Ender 5 Firmware: http://bit.ly/31S6hTG
CH340 Drivers: http://bit.ly/2YgmyzH
Silent MB (now black pcb): http://bit.ly/2YbQ49I
That almost dot-matrix printer-like sound may be endearing to some, but with large prints taking days to complete, the noise is not exactly ideal. While some printers, like the Anycubic i3 Mega, have user upgradeable boards, Creality ones do not for cost saving measures. Luckily Creality has thought of this and makes a complete board swap to bring TMC2208 goodness to the Ender 3 and Ender 5. At $50, is it all upgrade?
I’m not going to go too deep into the installation of this part, seeing as it is literally unplugging everything in one place and plugging it in somewhere else. No changes, no surprises. I moved each cable one at a time to ensure I put them all in the right place, but you don’t have to.
If you have an Ender 3 then you are done, installation complete, enjoy your new motherboard. With an Ender 5, time to flash the motherboard. Unfortunately this is not a streamlined process, and the internet wasn’t much help. Creality does host the file you need to flash, but it does not make the software to flash it. All the tutorials for flashing the Ender 3 and 5 all require you purchase additional hardware, something the new motherboard doesn’t need.

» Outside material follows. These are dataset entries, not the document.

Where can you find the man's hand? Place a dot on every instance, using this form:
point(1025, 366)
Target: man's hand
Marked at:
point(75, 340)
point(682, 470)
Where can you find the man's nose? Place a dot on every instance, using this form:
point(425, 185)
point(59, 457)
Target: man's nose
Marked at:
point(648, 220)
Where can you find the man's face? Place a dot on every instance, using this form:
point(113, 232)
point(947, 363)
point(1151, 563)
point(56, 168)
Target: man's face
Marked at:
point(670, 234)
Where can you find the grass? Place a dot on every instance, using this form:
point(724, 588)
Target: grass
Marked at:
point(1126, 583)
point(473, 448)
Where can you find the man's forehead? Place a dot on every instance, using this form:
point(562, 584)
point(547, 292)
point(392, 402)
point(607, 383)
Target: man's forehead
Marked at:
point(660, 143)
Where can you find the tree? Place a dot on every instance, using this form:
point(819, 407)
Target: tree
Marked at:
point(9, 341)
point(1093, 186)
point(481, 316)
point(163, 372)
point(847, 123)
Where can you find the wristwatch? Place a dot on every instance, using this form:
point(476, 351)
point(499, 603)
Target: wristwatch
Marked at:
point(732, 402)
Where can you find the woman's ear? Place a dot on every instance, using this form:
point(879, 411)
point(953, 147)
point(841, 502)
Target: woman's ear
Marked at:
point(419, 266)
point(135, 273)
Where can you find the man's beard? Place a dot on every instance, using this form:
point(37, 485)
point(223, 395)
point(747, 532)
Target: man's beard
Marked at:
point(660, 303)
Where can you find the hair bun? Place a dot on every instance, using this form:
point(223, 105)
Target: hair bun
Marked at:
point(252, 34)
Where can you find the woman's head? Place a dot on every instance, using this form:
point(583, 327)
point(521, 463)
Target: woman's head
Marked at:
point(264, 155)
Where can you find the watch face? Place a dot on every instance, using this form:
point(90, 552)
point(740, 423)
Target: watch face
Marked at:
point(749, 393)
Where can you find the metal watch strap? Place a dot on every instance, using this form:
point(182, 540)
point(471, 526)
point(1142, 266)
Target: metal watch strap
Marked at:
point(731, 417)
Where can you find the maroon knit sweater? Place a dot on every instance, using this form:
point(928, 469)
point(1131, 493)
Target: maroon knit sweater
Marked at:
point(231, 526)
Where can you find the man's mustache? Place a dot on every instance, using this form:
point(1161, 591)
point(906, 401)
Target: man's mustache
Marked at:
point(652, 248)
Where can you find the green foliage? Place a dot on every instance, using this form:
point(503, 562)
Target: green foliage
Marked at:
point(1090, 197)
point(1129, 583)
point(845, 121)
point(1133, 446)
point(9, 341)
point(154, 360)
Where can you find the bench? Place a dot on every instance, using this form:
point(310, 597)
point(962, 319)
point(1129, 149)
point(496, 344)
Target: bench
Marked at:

So what will you need? First you’ll need the file from Creality, the drivers from gogotronics, and AVRDude. Links to everything below. Once you install the driver, plug in your printer to the computer using the USB cable, and install AVRDude, you are ready to flash your printer. I renamed the creality firmware as ender5.hex and put it in the root folder for AVRDude. Then load up CMD Prompt to the AVRdude location and type the following:
avrdude -c arduino -p m1284p -P COM3 -U flash:w:ender5.hex
My usb ended up being COM3, but yours may differ. Once that is done your printer should be ready to print.
BUT, it isn’t exactly the same. It seems like the voltages are lower for the stepper motors with the new motherboard which, while doesn’t change most things, it can no longer reliably support travel speeds above 100mm/s. This isn’t too far off the 120mm/s I was using before, and the printer is now almost silent other than the fans, but it is one downgrade to an otherwise good, if not costly, upgrade and it may ruin a few prints if you forget to change this.
Should you get the silent motherboard for your Ender 5? If you have your printer in a common area like I do, 100% yes. Is yours in a closet where you can’t hear it? Your printer is probably already silent enough.
*Yes, I know this board does offer a few more enhancements, but most of them you can add/simulate using other means if needed. Bootloader, TL Smoothers, etc.